Prepare the muffin tin
  1. Spray a metal muffin tin with cooking spray to prevent sticking and help the ham cups release cleanly.
  2. Line each cup with a slice of deli ham, pressing lightly to create a cup shape.
Fill and season
  1. Crack one egg into each ham cup, keeping the yolks intact as you divide evenly.
  2. Top each egg with shredded cheddar cheese, bell peppers, and onions, then season with salt and pepper.
Campfire bake
  1. Place the muffin tin on a campfire grate over medium heat, positioning it so heat comes from below and around the sides.
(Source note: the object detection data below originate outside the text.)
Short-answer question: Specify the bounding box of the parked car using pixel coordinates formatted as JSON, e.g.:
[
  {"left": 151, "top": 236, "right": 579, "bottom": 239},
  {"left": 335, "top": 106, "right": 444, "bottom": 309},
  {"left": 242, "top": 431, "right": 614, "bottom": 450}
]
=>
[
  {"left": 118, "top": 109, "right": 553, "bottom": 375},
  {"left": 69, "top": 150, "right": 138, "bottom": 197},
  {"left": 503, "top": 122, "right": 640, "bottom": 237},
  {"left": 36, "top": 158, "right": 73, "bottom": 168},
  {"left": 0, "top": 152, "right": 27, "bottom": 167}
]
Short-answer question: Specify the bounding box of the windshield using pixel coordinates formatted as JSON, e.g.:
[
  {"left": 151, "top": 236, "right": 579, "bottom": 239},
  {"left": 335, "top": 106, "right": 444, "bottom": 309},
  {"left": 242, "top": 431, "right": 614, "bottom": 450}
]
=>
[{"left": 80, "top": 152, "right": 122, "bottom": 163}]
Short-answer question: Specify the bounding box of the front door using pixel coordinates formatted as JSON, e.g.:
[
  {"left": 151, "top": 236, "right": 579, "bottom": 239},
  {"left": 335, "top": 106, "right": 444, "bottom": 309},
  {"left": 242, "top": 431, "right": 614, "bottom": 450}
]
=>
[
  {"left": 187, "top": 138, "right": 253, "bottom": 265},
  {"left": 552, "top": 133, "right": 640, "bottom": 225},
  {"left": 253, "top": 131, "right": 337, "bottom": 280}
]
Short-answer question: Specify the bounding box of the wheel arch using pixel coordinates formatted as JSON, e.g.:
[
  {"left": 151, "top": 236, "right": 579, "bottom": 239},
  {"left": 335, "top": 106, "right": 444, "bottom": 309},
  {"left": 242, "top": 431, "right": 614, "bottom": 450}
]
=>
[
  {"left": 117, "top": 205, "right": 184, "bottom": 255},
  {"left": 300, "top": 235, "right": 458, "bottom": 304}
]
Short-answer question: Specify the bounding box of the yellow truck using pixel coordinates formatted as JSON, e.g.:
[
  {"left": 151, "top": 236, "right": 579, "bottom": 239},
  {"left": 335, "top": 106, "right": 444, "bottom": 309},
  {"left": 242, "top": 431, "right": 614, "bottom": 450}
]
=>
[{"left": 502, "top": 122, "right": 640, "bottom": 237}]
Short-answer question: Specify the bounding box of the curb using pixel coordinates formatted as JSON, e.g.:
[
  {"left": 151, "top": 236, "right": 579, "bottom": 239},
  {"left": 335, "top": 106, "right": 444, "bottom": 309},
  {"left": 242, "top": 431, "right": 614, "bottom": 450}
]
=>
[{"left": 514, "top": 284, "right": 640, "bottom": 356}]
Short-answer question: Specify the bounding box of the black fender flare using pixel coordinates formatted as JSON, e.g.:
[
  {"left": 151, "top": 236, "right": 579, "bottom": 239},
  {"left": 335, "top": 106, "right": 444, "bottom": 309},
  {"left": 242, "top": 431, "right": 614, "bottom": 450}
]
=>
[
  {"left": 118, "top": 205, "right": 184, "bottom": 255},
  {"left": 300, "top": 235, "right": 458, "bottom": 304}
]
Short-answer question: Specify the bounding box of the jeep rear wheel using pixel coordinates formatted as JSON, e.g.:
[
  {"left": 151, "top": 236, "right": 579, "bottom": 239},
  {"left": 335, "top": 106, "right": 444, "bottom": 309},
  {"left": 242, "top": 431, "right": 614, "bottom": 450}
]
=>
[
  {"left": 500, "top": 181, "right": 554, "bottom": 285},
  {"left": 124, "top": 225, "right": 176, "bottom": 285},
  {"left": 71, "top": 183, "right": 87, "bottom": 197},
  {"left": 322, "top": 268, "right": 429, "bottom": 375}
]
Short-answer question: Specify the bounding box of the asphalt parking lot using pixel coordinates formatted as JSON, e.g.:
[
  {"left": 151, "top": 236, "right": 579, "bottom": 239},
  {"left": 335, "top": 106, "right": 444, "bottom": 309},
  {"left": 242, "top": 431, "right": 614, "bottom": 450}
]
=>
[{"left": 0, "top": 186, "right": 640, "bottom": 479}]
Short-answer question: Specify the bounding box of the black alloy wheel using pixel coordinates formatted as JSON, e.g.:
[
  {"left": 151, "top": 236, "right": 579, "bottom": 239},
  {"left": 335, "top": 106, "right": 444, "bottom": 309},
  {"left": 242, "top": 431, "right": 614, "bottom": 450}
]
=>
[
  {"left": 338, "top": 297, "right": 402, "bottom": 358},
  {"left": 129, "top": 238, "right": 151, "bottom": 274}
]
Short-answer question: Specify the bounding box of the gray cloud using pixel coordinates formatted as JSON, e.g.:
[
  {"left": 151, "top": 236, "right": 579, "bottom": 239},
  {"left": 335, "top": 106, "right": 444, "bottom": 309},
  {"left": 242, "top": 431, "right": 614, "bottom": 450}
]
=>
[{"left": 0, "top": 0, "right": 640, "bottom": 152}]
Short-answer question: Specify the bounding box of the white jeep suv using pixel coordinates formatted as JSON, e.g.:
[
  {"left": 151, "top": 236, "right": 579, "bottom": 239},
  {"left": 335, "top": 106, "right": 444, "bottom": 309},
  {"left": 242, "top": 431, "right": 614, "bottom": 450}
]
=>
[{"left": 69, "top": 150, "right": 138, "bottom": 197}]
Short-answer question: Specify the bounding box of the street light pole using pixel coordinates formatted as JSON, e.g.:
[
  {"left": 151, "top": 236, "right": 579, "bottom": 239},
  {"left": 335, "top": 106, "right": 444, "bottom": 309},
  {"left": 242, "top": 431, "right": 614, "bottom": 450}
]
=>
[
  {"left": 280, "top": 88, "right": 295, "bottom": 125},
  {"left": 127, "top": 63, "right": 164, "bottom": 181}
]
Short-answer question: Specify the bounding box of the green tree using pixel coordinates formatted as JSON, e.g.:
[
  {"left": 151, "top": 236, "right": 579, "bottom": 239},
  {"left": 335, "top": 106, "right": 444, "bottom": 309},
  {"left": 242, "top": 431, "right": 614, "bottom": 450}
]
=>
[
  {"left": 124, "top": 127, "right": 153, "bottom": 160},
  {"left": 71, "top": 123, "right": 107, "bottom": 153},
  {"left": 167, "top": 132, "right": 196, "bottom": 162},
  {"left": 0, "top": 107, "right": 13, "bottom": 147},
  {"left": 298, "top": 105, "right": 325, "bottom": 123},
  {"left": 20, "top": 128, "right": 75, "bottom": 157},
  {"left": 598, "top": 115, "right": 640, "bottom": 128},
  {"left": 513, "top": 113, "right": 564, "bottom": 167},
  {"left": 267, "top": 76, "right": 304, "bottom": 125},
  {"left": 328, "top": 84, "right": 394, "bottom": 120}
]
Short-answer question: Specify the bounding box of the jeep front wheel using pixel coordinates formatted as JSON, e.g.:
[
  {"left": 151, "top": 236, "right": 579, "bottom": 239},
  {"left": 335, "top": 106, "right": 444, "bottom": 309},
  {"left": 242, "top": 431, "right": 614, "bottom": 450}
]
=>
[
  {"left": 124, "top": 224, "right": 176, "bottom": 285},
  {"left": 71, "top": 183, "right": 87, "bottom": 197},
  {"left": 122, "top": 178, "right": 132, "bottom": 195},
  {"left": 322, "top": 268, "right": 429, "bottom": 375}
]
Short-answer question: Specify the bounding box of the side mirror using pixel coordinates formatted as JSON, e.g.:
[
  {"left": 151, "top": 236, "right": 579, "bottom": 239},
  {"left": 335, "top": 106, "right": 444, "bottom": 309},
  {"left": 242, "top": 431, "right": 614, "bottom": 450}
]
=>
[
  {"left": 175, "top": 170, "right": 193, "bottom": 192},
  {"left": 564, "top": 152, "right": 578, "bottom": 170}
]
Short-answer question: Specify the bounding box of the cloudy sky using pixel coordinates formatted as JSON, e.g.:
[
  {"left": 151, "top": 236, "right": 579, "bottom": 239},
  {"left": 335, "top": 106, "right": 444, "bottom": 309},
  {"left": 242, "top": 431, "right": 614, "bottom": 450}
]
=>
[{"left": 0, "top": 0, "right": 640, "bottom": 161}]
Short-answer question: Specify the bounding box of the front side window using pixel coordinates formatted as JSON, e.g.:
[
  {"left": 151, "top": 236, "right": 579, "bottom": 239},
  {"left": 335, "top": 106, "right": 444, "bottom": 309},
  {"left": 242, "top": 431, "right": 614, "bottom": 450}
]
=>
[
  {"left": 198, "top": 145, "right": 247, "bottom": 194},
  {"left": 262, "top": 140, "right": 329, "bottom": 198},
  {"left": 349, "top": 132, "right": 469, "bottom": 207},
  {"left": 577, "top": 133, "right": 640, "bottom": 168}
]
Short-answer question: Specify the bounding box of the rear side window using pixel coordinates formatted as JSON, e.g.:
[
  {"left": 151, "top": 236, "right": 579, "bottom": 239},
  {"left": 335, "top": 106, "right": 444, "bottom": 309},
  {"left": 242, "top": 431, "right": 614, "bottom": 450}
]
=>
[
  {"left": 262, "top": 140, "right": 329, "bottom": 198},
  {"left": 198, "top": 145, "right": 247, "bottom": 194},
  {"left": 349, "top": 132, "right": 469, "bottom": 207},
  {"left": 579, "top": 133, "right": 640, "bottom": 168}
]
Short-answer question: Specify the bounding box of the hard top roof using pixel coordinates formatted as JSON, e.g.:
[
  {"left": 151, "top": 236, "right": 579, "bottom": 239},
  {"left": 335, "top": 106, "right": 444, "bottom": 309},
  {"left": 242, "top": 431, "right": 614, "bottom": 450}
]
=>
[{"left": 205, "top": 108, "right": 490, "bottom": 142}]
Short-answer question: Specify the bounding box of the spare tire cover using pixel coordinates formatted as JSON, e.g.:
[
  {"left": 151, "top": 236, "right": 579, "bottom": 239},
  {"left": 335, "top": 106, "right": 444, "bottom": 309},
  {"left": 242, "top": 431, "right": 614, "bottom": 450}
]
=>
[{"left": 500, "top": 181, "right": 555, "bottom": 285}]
  2. Cover the muffin tin with aluminum foil and cook for 18-20 minutes until the eggs are set and look puffed and golden at the edges.
Serve
  1. Carefully remove the egg cups and serve warm, letting them rest for a minute so the centers set before eating.

Notes

Pro tip: Dice peppers and onions small so they distribute evenly without watery pockets in the center. Store leftovers in the refrigerator up to 3 days in an airtight container; reheat in a skillet or microwave until hot. Freezing isn’t recommended due to texture changes, but you can swap the cheddar for another melting cheese and use egg whites if you want a lighter version.